The standard practice when using Puppeteer is to open a new tab as it’s the easiest way to get access to the browser context for manipulation. In Selenium, there isn’t a need to do that. Once you’ve initialized the driver you’re immediately given that context.

So to navigate to your target site, you call driver.get like so.

await driver.get('https://httpbin.org/user-agent');

Once the get method returns, you’ll have access to the content via getPageSource. Which in our scripts case will simply log that source to the console output.

console.log(await driver.getPageSource());

Then to clean everything up once you’re done parsing the page source, don’t forget to close down chrome.

await driver.quit();

That’s it, that should be enough information to get you up and running with either Puppeteer or Selenium.

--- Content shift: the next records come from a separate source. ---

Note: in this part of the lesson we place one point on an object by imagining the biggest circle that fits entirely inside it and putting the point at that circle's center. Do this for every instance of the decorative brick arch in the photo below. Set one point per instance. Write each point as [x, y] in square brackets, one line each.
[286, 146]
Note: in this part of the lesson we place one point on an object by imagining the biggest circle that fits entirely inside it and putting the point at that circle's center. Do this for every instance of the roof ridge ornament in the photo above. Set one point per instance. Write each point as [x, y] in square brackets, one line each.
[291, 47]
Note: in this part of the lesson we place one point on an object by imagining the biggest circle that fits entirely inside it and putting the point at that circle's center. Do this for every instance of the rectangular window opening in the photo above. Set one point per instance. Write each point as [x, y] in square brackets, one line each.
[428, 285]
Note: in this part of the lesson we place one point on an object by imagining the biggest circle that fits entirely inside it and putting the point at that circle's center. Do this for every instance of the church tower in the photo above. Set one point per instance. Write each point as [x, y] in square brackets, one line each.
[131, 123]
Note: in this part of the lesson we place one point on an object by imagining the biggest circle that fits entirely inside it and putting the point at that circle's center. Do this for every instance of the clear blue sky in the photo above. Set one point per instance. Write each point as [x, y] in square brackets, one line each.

Even though this tutorial only covered enough to get you setup and didn’t go into depth, we think it’s worth offering our 2 cents on which library is better. In our opinion, Puppeteer offers a more robust library for controlling the browser and is far easier to get setup, thus is the superior choice here. But obviously there are other factors that can influence what choice in library you make in the end.